Symbolic Regression
Symbolic Regression
Symbolic Expression
SymbolicExpression class provides a lightweight interface for parsing,
validating, and evaluating symbolic mathematical expressions
used in symbolic regression workflows.
The class parses string-based mathematical expressions using Python's ast module and evaluates them numerically with FinchGE's protected mathematical operators. It supports multi-variable expressions, constant expressions, NumPy-style column syntax such as x[:, 0], and automatic detection of required input features.
Key Features
- Parse mathematical expressions from strings (e.g.,
sin(x0) + x1**2) - Automatic variable detection (
x0,x1,x2, ... OR in array slice formatx[: 0],x[: 1],x[: 2], ...) - Protected numerical functions for common symbolic regression operators
- Structural complexity metrics (node count and depth)
- Restricted AST validation to reject unsupported Python syntax
- Safe handling of constant-only expressions
Basic Usage
from finchge.symbolic.expression import SymbolicExpression
phenotype = "sin(x0) + x1**2"
expr = SymbolicExpression(phenotype)
y = expr.eval(X)
GERegressor
GERegressor is a scikit-learn compatible estimator for symbolic regression
built on top of GrammaticalEvolution class.
It searches for mathematical expressions that best fit a dataset by evolving programs defined by a grammar.
The estimator follows the familiar fit / predict interface used in scikit-learn, making it easier to work with symbolic regression.
How it works
GERegressor evolves candidate expressions using a grammar that defines the space of valid mathematical programs.

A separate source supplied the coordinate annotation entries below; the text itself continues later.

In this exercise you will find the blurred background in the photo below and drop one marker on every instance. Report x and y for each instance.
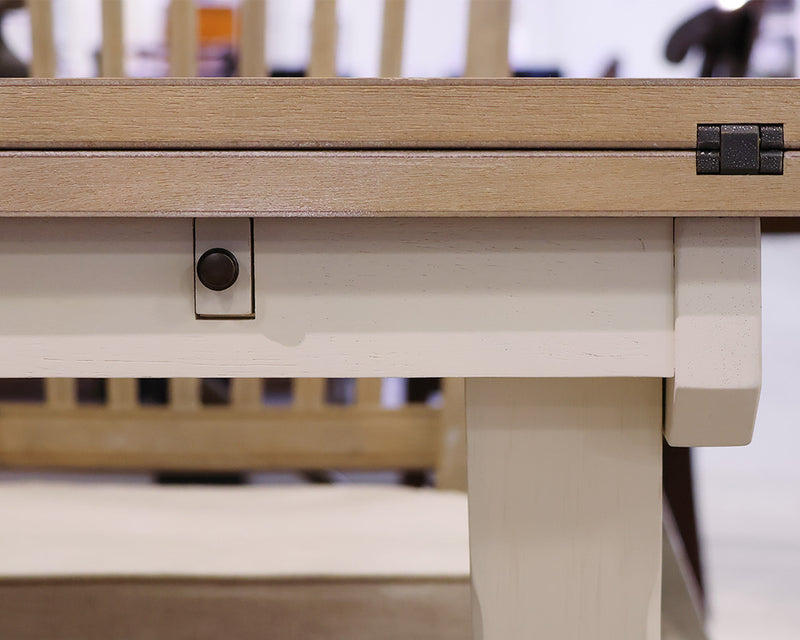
(747, 500)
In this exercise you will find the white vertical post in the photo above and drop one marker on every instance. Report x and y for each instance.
(565, 508)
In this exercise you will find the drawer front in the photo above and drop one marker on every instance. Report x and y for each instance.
(343, 297)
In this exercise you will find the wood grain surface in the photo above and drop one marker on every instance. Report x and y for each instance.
(322, 113)
(384, 184)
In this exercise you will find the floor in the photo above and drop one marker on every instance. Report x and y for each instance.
(749, 497)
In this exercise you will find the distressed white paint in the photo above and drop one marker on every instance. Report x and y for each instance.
(345, 297)
(565, 508)
(712, 399)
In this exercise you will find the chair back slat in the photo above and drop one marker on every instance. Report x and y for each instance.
(251, 434)
(394, 23)
(122, 393)
(252, 38)
(487, 43)
(324, 35)
(182, 39)
(246, 393)
(368, 393)
(60, 393)
(308, 393)
(451, 466)
(184, 394)
(112, 57)
(44, 51)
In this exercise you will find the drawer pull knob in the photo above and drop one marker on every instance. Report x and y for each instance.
(218, 269)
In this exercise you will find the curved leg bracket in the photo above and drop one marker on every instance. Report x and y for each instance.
(712, 399)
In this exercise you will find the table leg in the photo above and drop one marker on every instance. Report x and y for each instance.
(565, 508)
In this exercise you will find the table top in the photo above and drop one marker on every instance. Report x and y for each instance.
(384, 148)
(268, 113)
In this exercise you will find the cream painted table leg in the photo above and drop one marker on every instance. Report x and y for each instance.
(565, 508)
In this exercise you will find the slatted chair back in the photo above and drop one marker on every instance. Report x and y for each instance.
(245, 433)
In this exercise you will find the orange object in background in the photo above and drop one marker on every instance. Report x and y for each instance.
(217, 26)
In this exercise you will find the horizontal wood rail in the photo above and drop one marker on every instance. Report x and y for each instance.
(378, 184)
(320, 113)
(243, 435)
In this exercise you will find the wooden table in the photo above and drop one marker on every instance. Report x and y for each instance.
(549, 240)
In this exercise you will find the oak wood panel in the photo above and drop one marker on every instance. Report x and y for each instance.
(565, 508)
(217, 438)
(375, 113)
(384, 184)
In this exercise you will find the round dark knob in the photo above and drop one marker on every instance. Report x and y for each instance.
(218, 269)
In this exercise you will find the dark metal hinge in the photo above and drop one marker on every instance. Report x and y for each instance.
(730, 149)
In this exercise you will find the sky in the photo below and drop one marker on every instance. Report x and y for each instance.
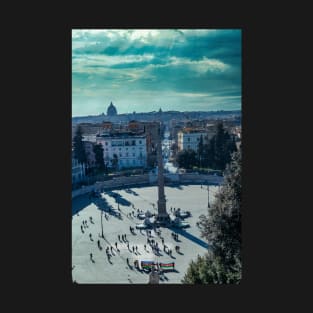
(143, 70)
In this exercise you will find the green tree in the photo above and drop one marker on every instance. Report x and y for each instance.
(98, 151)
(221, 228)
(79, 149)
(221, 147)
(186, 158)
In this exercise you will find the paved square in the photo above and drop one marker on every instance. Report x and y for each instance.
(99, 269)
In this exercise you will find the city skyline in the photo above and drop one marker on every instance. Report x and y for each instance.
(144, 70)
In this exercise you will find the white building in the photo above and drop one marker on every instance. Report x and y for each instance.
(130, 149)
(189, 139)
(78, 171)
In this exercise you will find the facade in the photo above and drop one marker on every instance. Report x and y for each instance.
(129, 149)
(78, 171)
(88, 145)
(189, 139)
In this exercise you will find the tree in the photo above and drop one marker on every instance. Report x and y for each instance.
(186, 158)
(222, 230)
(79, 149)
(221, 146)
(98, 150)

Each individual in the population represents a genotype that is mapped to a symbolic expression (phenotype),
which is then evaluated on the training data using one or more fitness functions.
After the evolutionary run finishes, the estimator stores the results and selects an individual whose expression will be used for prediction.
Basic usage
model = GERegressor(grammar=grammar,
config=config,
fitness_functions=fitness_fn)
model.fit(X_train, y_train)
predictions = model.predict(X_test)
Selecting a model
For single-objective optimization, the best individual found during evolution is automatically selected.
For multi-objective optimization, multiple trade-off solutions may exist (e.g., accuracy vs. expression complexity). In this case, a model can be manually selected:
This allows us to choose expressions that balance accuracy, simplicity, or interpretability depending on their use case.